In this example, there will be a 200ms delay between each message in the stream. The timing will be:

  • Message 1 sent immediately
  • 200ms delay
  • Message 2 sent
  • 200ms delay
  • Message 3 sent

Use Cases

1. Timeout Testing

yaml
output:
  delay: 5s
  data:
    message: "Slow response"

Use long delays to test client timeout handling.

2. Realistic Network Simulation

yaml
output:
  delay: 150ms
  data:
    message: "Typical network latency"

Simulate realistic network conditions for performance testing.

3. Rate Limiting Simulation

yaml
output:
  delay: 1s
  data:
    message: "Rate limited response"

Test client behavior under rate limiting scenarios.

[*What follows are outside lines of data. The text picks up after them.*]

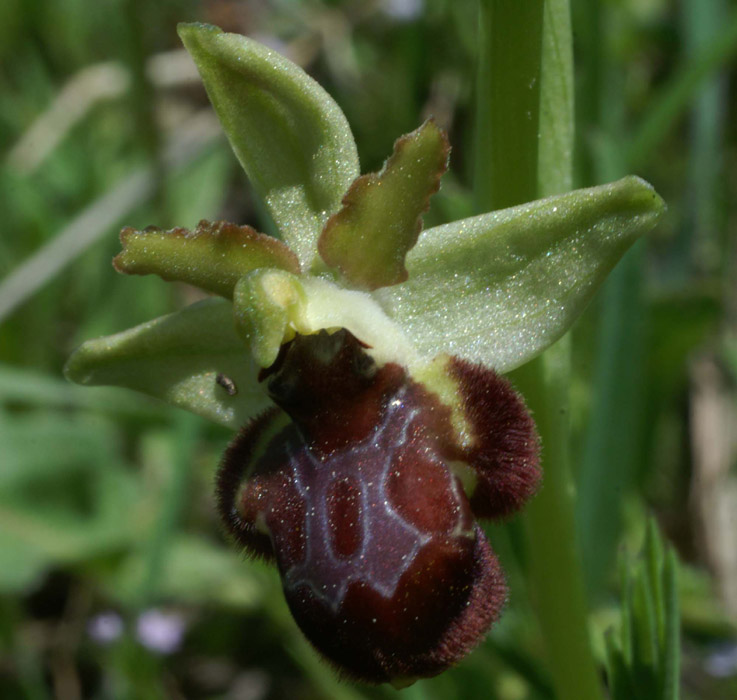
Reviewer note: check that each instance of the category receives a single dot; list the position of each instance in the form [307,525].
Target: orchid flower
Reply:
[360,359]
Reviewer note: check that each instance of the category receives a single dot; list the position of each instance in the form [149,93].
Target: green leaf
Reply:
[178,358]
[288,133]
[501,287]
[213,256]
[381,218]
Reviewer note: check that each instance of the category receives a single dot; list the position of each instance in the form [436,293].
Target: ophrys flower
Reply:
[375,352]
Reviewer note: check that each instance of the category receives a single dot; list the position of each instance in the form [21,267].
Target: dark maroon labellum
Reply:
[382,563]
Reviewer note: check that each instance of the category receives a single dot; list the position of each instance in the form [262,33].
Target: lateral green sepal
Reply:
[381,217]
[192,359]
[213,256]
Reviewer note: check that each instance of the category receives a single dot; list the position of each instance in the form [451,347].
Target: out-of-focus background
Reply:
[115,578]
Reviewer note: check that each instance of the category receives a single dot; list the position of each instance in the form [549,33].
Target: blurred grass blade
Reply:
[671,674]
[642,664]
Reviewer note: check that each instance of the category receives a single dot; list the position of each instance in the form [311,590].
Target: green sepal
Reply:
[177,358]
[213,256]
[288,133]
[501,287]
[381,218]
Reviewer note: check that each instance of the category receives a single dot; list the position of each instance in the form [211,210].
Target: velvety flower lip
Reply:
[359,358]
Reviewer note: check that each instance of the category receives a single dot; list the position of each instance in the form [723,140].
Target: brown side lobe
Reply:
[505,450]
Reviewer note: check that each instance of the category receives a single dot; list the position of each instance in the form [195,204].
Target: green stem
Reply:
[525,93]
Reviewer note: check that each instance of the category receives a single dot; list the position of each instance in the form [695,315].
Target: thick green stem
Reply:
[525,94]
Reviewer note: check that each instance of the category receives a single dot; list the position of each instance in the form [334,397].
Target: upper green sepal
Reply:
[213,256]
[179,358]
[381,217]
[501,287]
[288,133]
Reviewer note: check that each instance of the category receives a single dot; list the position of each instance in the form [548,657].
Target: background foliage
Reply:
[115,579]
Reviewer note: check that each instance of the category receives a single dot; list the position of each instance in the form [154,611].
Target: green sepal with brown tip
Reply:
[213,257]
[381,218]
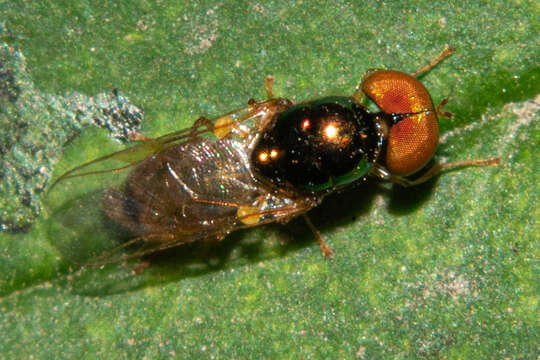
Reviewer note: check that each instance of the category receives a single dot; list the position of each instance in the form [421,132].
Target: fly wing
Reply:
[238,122]
[181,187]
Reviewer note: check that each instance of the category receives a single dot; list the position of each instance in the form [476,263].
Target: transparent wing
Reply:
[180,188]
[239,123]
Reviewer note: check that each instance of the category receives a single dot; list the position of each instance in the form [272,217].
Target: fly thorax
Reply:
[318,145]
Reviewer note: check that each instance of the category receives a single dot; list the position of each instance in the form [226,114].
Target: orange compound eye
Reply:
[412,141]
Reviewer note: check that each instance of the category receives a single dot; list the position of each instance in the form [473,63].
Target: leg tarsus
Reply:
[200,122]
[327,252]
[269,85]
[440,112]
[437,169]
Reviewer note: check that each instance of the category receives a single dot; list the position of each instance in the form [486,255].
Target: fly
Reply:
[269,162]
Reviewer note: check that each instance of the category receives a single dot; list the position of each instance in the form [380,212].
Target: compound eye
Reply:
[413,141]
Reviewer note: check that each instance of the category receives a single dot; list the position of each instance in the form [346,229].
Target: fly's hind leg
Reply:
[433,171]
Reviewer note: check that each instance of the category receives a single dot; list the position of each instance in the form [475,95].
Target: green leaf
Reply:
[447,269]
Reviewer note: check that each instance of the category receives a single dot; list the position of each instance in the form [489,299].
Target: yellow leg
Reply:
[327,252]
[447,51]
[433,171]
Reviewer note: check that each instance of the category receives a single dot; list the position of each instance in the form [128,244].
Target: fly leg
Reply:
[200,122]
[327,252]
[432,172]
[269,82]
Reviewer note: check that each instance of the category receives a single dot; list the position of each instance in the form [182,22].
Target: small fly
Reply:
[268,162]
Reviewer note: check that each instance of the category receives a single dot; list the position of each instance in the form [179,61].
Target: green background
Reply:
[448,269]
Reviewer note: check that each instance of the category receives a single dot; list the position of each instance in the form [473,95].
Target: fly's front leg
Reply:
[447,51]
[269,85]
[327,252]
[200,122]
[432,172]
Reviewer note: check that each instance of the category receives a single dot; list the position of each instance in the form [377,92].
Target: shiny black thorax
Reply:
[317,146]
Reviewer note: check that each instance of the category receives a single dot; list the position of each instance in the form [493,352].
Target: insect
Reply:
[268,162]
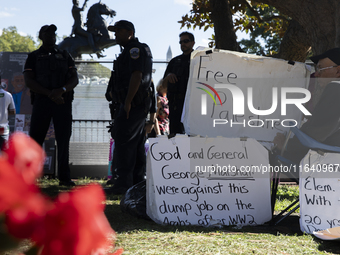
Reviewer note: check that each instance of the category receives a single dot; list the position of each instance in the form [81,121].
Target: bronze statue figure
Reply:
[96,37]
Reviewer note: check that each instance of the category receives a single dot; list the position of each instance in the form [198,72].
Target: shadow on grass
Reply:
[123,222]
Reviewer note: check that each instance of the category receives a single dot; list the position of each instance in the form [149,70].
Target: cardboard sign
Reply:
[207,181]
[319,192]
[234,94]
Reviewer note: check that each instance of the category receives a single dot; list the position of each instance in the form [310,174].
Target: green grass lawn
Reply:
[139,236]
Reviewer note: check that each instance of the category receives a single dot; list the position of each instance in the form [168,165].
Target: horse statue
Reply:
[97,26]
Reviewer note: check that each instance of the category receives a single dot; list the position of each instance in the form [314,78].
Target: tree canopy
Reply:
[12,41]
[289,28]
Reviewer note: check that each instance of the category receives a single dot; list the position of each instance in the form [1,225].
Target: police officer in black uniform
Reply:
[131,88]
[176,78]
[51,76]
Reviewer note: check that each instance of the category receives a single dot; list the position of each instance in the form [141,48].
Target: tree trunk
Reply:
[225,37]
[294,45]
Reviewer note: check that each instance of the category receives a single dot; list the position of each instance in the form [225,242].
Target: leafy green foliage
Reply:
[265,25]
[12,41]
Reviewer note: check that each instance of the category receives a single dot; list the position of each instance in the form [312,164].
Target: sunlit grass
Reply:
[139,236]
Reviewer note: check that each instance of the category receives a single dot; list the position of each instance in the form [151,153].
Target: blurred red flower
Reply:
[25,155]
[74,224]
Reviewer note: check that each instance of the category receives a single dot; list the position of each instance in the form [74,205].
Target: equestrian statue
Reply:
[95,38]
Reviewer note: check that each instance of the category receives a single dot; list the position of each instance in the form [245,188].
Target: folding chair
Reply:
[308,142]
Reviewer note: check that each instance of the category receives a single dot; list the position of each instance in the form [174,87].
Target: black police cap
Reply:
[47,28]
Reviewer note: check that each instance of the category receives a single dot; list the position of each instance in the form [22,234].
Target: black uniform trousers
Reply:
[175,115]
[129,135]
[43,111]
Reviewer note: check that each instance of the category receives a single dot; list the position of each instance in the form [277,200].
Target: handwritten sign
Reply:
[319,192]
[260,87]
[197,181]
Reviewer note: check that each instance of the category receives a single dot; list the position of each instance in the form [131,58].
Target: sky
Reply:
[155,21]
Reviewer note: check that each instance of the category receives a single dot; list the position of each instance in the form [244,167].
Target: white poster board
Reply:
[319,192]
[213,70]
[204,181]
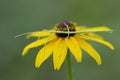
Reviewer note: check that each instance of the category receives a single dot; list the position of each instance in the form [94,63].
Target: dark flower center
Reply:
[65,26]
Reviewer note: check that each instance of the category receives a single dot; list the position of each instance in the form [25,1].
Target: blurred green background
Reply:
[19,16]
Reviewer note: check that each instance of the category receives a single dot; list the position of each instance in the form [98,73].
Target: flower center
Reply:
[65,26]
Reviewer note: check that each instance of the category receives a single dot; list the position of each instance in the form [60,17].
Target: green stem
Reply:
[69,66]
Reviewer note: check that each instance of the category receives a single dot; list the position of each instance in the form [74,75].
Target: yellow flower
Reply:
[63,37]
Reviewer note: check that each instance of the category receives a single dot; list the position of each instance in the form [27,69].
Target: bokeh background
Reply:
[19,16]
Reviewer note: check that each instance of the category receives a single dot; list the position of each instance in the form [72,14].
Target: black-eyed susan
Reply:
[63,37]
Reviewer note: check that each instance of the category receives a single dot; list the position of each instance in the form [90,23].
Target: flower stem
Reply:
[69,66]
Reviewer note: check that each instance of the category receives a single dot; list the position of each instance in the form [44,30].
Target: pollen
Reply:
[65,26]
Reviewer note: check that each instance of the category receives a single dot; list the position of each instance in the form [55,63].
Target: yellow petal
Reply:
[59,53]
[39,34]
[99,40]
[44,53]
[37,43]
[101,28]
[74,48]
[91,51]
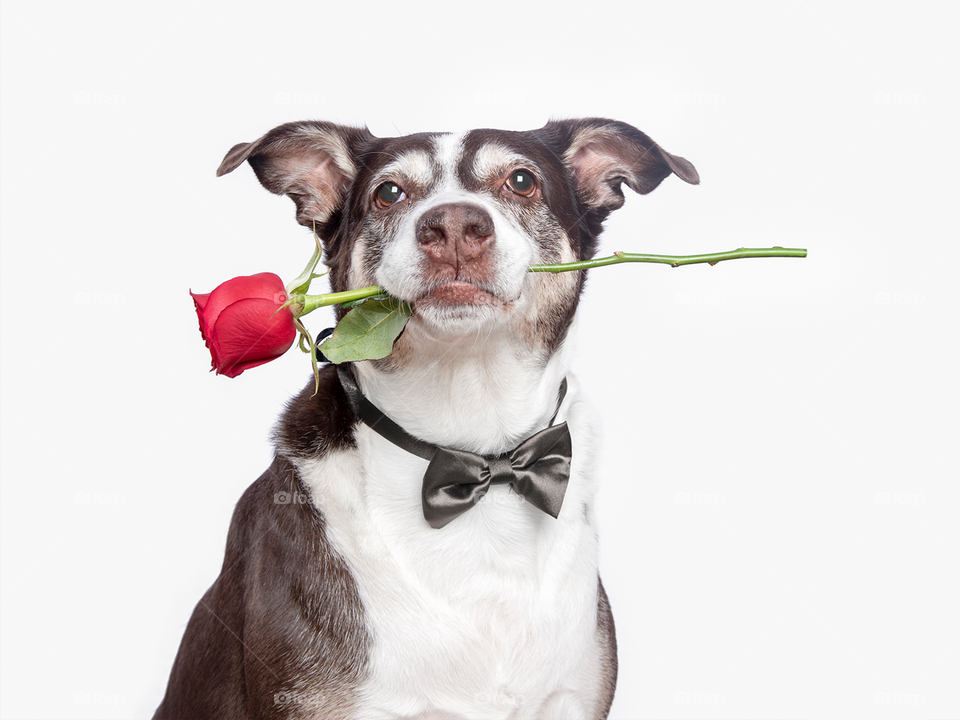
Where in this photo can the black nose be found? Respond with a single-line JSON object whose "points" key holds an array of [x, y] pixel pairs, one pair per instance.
{"points": [[455, 232]]}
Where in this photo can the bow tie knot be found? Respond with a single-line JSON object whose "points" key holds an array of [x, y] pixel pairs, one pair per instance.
{"points": [[538, 469]]}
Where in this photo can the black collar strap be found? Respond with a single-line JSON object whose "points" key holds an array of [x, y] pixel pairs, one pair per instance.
{"points": [[538, 468]]}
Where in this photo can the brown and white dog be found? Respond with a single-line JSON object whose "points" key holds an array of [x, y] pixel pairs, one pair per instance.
{"points": [[346, 603]]}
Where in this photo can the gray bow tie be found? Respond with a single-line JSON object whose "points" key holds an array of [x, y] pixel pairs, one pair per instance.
{"points": [[538, 468]]}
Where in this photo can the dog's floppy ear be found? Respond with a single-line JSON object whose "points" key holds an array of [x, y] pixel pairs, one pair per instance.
{"points": [[601, 154], [312, 162]]}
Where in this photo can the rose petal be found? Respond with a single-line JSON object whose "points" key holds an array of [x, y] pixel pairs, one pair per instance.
{"points": [[267, 286], [250, 332]]}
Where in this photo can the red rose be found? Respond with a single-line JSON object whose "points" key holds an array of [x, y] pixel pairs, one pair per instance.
{"points": [[242, 325]]}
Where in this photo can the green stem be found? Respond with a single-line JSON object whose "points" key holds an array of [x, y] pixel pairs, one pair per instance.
{"points": [[312, 302], [672, 260]]}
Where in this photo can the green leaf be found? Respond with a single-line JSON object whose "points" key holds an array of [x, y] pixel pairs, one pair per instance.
{"points": [[367, 332], [361, 301]]}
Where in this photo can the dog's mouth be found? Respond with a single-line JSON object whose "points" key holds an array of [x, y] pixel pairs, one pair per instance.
{"points": [[458, 293]]}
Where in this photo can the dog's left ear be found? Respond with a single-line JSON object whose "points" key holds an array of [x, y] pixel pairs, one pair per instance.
{"points": [[312, 162], [601, 154]]}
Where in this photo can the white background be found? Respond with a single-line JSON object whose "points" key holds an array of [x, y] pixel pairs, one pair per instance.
{"points": [[780, 501]]}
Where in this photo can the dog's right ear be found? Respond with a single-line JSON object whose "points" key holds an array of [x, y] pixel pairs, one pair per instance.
{"points": [[312, 162]]}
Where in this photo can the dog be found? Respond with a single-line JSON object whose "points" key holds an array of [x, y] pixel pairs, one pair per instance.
{"points": [[351, 590]]}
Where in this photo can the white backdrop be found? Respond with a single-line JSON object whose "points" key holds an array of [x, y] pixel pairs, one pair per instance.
{"points": [[779, 505]]}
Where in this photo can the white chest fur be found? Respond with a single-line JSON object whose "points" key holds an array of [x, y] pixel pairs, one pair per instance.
{"points": [[492, 616]]}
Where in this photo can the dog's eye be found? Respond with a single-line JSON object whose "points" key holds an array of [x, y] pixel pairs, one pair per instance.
{"points": [[522, 182], [388, 194]]}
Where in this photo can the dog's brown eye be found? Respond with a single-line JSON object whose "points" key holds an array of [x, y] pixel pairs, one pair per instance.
{"points": [[388, 194], [522, 182]]}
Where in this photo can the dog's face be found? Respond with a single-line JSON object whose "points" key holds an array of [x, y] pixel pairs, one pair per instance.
{"points": [[452, 222]]}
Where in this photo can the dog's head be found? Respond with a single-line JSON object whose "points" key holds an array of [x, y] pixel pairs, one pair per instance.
{"points": [[452, 222]]}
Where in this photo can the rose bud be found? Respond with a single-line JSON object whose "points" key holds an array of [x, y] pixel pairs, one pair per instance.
{"points": [[243, 324]]}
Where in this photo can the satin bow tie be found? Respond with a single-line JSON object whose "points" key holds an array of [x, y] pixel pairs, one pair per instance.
{"points": [[538, 469]]}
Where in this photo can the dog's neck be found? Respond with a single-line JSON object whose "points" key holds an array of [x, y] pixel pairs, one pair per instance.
{"points": [[485, 393]]}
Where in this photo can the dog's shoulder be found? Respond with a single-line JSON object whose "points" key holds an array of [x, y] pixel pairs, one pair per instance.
{"points": [[316, 421]]}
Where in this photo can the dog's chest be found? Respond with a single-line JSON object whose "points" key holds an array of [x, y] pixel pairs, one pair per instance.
{"points": [[489, 616]]}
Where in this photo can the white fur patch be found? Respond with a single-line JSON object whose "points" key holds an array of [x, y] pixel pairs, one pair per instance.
{"points": [[492, 616]]}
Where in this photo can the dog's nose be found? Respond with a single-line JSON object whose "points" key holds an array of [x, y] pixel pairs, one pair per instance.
{"points": [[455, 233]]}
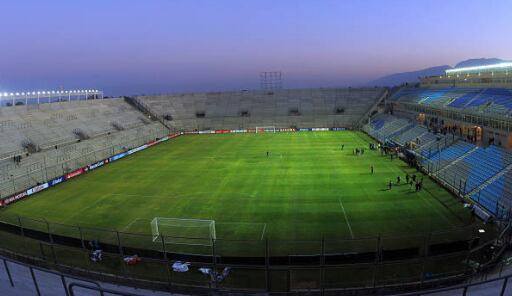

Error Responses with Delay

Delay can be combined with error responses:

yaml
output:
  delay: 500ms
  error: "Service temporarily unavailable"
  code: 14  # UNAVAILABLE

Best Practices

1. Realistic Delays

  • Use delays that reflect real-world conditions
  • Consider your application's timeout settings
  • Test with various delay values

2. Testing Strategy

  • Test with zero delay for fast responses
  • Test with moderate delays (100-500ms) for normal conditions
  • Test with long delays (1s+) for timeout scenarios

3. Performance Considerations

  • Avoid extremely long delays in automated tests
  • Use appropriate delays for your testing environment
  • Consider the impact on test execution time

Delay Logic

Unary Calls

  • Delay is applied before sending the single response
  • Total delay = configured delay value

Streaming Calls

  • Delay is applied between each message in the stream
  • First message is sent immediately
  • Subsequent messages are sent after the configured delay
  • Total delay = (number of messages - 1) × configured delay

Examples

Unary Response (1 response)

yaml
output:
  delay: 200ms
  data:
    message: "Hello"

Timing: 200ms delay → response sent

Streaming Response (3 messages)

yaml
output:
  delay: 200ms
  stream:
    - message: "First"
    - message: "Second" 
    - message: "Third"

Timing:

  • Message 1 sent immediately
  • 200ms delay
  • Message 2 sent
  • 200ms delay
  • Message 3 sent

Total delay: 400ms (2 × 200ms)

Limitations

  • Maximum delay is limited by client timeout settings
  • Delay affects all response types (data, error, stream)
  • Delay is applied consistently across all gRPC call types

Verification

You can verify delay behavior using gRPC clients or tools like grpcurl:

bash
# Test with delay
grpcurl -plaintext -d '{"stn":"MS#00001"}' localhost:4770 TrackService/StreamTrack

The response time should include the configured delay plus processing time.